My daughter Sophie just turned 20. She’s a sweet, smart, funny, strong, beautiful kid who for the last 18 years has navigated through this often cold, cruel, confusing, challenging world without the love and nurturing of her mother. That’s because her mother was brutally murdered in 2006.
Sophie’s mom is Adrienne Shelly. Adrienne died at 40 just as every wish she’d ever had was coming true. She was deeply in love, relishing motherhood, and about to experience the level of career success she worked hard to achieve and knew would someday come.
Adrienne had written a script called WAITRESS. On a shoestring budget, and championed by her producer Michael Roiff, she shot the film in about 20 days. At the time of her death she was waiting to learn if the movie would earn a coveted spot at the 2007 Sundance Film Festival.
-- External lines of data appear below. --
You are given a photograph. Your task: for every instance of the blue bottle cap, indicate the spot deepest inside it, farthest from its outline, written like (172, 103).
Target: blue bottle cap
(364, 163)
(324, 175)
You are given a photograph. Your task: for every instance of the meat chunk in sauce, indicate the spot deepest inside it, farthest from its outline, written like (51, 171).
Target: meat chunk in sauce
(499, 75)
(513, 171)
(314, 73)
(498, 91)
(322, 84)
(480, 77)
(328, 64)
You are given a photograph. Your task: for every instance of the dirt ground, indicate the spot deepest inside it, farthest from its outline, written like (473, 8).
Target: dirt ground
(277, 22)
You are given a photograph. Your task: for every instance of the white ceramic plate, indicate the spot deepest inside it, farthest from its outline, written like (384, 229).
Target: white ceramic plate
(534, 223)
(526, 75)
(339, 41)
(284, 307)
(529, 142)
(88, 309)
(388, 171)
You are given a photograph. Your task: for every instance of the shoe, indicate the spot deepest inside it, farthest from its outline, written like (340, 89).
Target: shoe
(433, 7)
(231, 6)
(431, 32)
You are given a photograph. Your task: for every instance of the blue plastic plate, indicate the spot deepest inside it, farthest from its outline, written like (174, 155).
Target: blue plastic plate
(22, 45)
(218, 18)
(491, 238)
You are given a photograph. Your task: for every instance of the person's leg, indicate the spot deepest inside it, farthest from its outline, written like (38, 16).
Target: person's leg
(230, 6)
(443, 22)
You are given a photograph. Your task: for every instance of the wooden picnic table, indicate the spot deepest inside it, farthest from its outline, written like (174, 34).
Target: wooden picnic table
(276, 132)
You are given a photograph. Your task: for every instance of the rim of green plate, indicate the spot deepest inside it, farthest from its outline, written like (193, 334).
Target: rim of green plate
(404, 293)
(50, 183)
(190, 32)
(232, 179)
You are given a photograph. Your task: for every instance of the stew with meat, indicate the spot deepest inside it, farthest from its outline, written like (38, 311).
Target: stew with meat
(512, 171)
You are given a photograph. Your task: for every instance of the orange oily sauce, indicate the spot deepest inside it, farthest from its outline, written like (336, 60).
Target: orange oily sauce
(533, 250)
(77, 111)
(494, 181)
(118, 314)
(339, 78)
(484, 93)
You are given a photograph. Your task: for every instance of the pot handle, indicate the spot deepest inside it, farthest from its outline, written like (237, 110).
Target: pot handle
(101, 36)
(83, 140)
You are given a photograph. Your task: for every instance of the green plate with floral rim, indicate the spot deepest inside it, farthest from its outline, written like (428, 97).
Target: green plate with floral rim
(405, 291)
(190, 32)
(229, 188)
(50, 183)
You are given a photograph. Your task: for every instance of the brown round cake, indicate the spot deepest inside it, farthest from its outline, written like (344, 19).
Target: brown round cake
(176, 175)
Sadly, she’d never know. She was killed five days before the call came.
WAITRESS became the darling of the festival, was snapped up by Fox Searchlight for almost $4-million, and went on to earn $20-million at the box-office several months later. It was tied with BUG for 4th highest-grossing film over its Memorial Day weekend release behind the big-budget studio blockbusters PIRATES OF THE CARIBBEAN: AT WORLD’S END, SHREK THE THIRD and SPIDERMAN-3.
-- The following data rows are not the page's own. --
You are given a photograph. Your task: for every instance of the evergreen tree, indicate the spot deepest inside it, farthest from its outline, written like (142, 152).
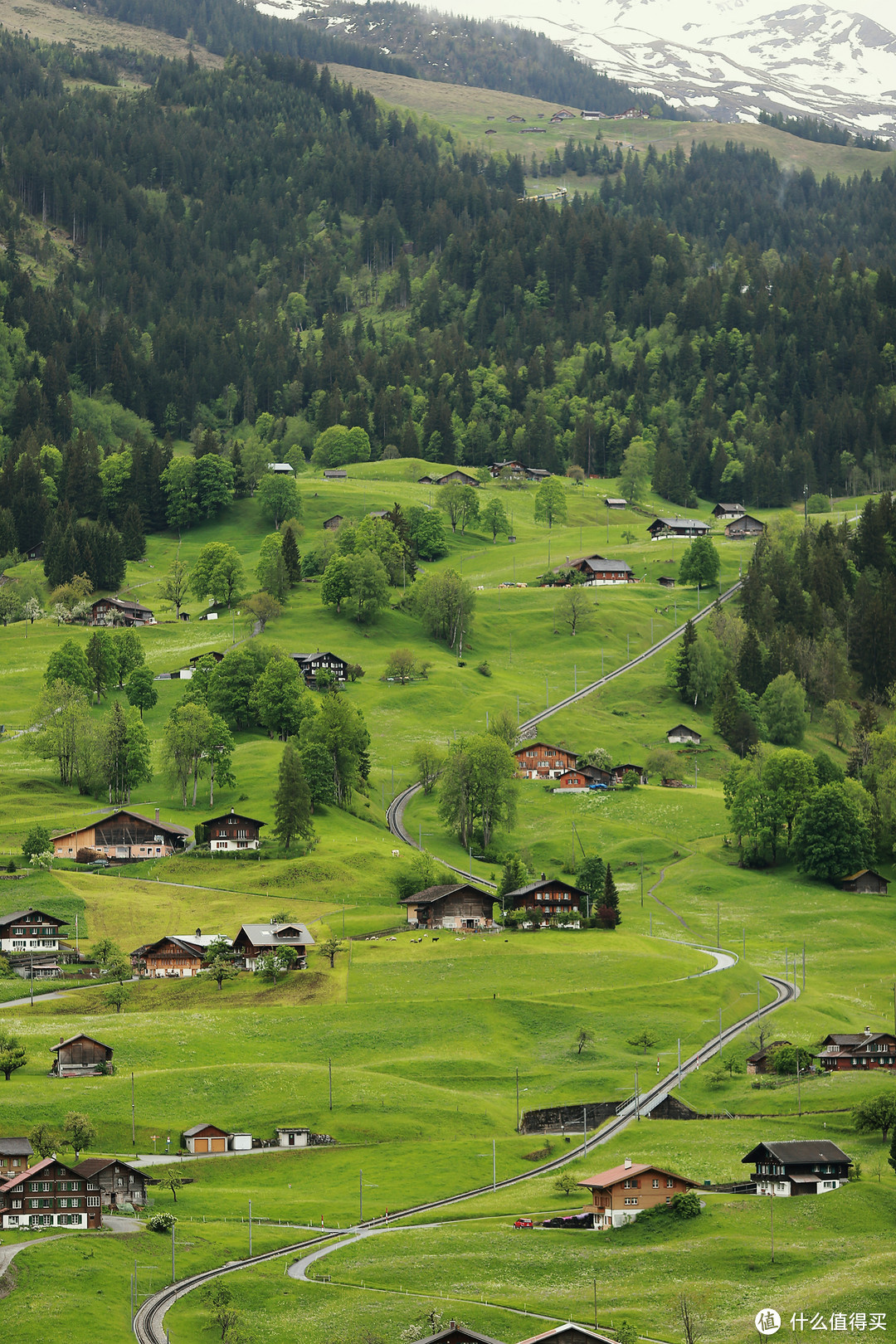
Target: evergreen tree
(293, 799)
(132, 533)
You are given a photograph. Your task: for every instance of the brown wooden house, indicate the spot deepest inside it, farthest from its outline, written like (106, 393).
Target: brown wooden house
(859, 1050)
(112, 611)
(254, 941)
(540, 761)
(232, 830)
(119, 1183)
(867, 882)
(206, 1138)
(14, 1157)
(457, 906)
(124, 835)
(50, 1194)
(80, 1057)
(551, 897)
(620, 1194)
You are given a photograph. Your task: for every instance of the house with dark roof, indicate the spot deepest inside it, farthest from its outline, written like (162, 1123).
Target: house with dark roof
(762, 1062)
(124, 835)
(254, 941)
(455, 906)
(744, 527)
(681, 733)
(801, 1166)
(119, 1183)
(551, 897)
(620, 1194)
(857, 1050)
(112, 611)
(80, 1057)
(867, 882)
(27, 933)
(175, 956)
(14, 1157)
(677, 527)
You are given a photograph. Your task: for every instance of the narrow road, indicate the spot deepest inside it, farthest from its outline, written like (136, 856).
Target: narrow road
(149, 1320)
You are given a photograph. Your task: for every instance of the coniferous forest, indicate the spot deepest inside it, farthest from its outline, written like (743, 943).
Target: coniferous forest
(225, 229)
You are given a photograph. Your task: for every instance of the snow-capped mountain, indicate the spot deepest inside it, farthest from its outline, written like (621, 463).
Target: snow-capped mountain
(726, 58)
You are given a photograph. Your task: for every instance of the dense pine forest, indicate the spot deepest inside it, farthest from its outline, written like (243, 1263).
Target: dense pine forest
(262, 242)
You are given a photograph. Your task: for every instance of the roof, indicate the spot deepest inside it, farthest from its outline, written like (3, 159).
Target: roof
(15, 1148)
(26, 1175)
(543, 884)
(268, 934)
(800, 1151)
(234, 816)
(26, 914)
(125, 812)
(80, 1035)
(431, 894)
(617, 1174)
(91, 1166)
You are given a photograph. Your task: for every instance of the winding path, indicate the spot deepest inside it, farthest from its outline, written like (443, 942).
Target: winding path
(149, 1319)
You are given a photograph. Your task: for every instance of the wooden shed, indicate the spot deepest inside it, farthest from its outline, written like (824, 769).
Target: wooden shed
(865, 880)
(206, 1138)
(80, 1057)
This beloved little gem would’ve likely soared to $100-million (following in the footsteps of other incredible little indies like JUNO) had it not been edged out of multiplex screens by these giant films, and by another blockbuster, KNOCKED UP, which was released a week later. Timing is everything.
But the WAITRESS story didn’t stop there. A decade later it became a smash Tony-nominated Broadway musical which ran for an historic four years.
Adrienne never lived to see any of it.
And she never lived to see her other creation, Sophie, grow into an amazing young woman.
And Sophie never got to spend these past 18 years of her life with the woman who she is constantly told was one of the nicest, kindest, smartest, funniest, most talented, most generous human beings they’d ever met.
And I continue to mourn for Sophie, who despite being dealt the shittiest hand a child could be dealt, bravely plows her way through this world carrying the weight and burden of tragedy and grief like a true champion.
And I continue to marvel at the incredible human being she’s become. Just like her mom, who lives on through her. What a gift to us all.